[PYTHON] Created a Chrome extension that uses the power of natural language processing to drive dark sites out of the world

Motivation

Coronavirus pandemic and dark news these days ...: severe: → If you only see the bright news, you should feel positive!

What I made

A Chrome extension that makes Google search results harder to see the darker the content. Chrome Store: Opty github

Actual screen

Dark site Bright site
Screenshot 2020-04-22 11.01.17.png Screenshot 2020-04-22 11.03.22.png

How to use

Just install the Chrome extension from here and search! Reference: How to install the extension

environment

Personnel: 2 university students (Tomohiro Inoue, Takeshi Watanabe) Production period: 1 day Cloud Functions Python 3.7 JavaScript MeCab

System configuration

図.png

Brightness judgment

Break down a sentence into words and judge whether each element is bright or dark.

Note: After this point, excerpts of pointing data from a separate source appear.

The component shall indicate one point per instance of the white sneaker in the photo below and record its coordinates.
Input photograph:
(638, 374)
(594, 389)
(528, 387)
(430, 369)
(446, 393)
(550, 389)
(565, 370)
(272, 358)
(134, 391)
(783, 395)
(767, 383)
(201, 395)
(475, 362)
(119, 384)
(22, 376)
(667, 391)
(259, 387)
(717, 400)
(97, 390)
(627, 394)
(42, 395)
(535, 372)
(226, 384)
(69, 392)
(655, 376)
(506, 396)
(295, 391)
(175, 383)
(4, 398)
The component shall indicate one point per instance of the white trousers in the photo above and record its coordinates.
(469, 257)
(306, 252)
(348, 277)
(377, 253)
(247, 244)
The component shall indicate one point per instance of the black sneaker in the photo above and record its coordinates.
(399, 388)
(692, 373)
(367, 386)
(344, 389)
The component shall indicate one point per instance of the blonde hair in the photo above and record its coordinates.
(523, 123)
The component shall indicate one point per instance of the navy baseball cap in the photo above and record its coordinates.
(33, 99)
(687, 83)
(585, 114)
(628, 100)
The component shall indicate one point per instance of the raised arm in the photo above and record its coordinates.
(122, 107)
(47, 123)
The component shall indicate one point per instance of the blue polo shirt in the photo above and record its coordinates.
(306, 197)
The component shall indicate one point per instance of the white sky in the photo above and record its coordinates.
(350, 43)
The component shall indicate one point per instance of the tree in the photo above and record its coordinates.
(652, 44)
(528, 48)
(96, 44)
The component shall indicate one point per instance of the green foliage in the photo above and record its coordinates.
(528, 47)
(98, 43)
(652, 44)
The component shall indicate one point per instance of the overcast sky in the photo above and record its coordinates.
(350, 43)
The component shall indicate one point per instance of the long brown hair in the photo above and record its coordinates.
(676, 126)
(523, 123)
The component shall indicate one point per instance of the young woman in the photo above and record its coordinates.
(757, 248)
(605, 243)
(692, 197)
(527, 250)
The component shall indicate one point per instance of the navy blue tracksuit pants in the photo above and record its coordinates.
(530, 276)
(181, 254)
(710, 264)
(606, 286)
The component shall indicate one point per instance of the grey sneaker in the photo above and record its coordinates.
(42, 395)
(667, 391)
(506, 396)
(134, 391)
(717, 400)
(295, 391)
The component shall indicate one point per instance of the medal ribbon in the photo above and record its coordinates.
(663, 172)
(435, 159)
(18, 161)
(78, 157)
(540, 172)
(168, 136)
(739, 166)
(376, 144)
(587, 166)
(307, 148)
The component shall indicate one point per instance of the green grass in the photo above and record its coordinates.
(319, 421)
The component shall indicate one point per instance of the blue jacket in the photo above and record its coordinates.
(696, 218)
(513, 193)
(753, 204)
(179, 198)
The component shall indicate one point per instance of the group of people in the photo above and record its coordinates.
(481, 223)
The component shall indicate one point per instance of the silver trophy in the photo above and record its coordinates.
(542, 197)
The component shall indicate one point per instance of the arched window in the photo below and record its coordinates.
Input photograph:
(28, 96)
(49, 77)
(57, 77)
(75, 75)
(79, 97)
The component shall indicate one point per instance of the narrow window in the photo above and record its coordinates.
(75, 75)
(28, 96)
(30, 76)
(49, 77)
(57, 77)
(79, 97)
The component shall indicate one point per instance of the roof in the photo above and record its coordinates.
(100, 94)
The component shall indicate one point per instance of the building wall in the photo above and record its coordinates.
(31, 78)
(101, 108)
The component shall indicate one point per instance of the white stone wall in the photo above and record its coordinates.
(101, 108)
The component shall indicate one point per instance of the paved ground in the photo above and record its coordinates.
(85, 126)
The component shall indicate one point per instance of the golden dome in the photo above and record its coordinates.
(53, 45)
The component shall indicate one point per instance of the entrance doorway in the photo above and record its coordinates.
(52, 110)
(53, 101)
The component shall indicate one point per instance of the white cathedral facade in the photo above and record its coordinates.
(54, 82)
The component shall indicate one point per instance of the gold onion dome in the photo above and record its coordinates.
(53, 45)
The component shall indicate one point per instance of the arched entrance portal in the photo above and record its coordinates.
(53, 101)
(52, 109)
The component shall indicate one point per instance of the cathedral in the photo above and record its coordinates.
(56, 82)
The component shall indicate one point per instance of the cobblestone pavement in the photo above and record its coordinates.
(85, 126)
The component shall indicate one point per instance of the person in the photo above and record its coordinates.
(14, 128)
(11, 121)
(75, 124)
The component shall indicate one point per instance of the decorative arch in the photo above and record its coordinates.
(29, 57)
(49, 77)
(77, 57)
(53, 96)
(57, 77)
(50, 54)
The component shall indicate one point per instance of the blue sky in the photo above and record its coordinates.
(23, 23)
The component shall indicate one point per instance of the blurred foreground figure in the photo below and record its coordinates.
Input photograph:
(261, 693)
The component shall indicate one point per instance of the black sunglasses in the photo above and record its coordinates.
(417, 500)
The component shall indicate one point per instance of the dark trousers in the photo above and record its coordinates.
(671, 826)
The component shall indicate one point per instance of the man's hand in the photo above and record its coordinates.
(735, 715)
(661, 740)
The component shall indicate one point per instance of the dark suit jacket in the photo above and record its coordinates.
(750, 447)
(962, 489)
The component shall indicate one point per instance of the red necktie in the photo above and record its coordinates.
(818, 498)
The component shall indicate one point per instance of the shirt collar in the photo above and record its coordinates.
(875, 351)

MeCab is used to decompose sentences into words. For example

morph.py


import MeCab

tagger = MeCab.Tagger()
result = tagger.parse('The new coronavirus is outbreak worldwide.')
print(result)

When you execute the process

New noun,General,*,*,*,*,New model,Singata,Singata
Corona noun,General,*,*,*,*,corona,corona,corona
Virus noun,General,*,*,*,*,virus,virus,virus
Is a particle,Case particles,General,*,*,*,But,Moth,Moth
World noun,General,*,*,*,*,world,Sekai,Sekai
Noun,suffix,Adjectival noun stem,*,*,*,Target,Text,Text
Particles,Adverbization,*,*,*,*,To,D,D
Large prefix,Noun connection,*,*,*,*,Big,Die,Die
Trendy noun,Change connection,*,*,*,*,trend,Ryukou,Ryuko
Verb,Independence,*,*,Sahen Suru,Continuous form,To do,Shi,Shi
Particles,Connection particle,*,*,*,*,hand,Te,Te
Verb,Non-independent,*,*,One step,Continuous form,Is,I,I
Auxiliary verb,*,*,*,Special / mass,Uninflected word,Masu,trout,trout
.. symbol,Kuten,*,*,*,*,。,。,。
EOS

It is disassembled like. Extract the unused form of each word from the decomposed result and use it.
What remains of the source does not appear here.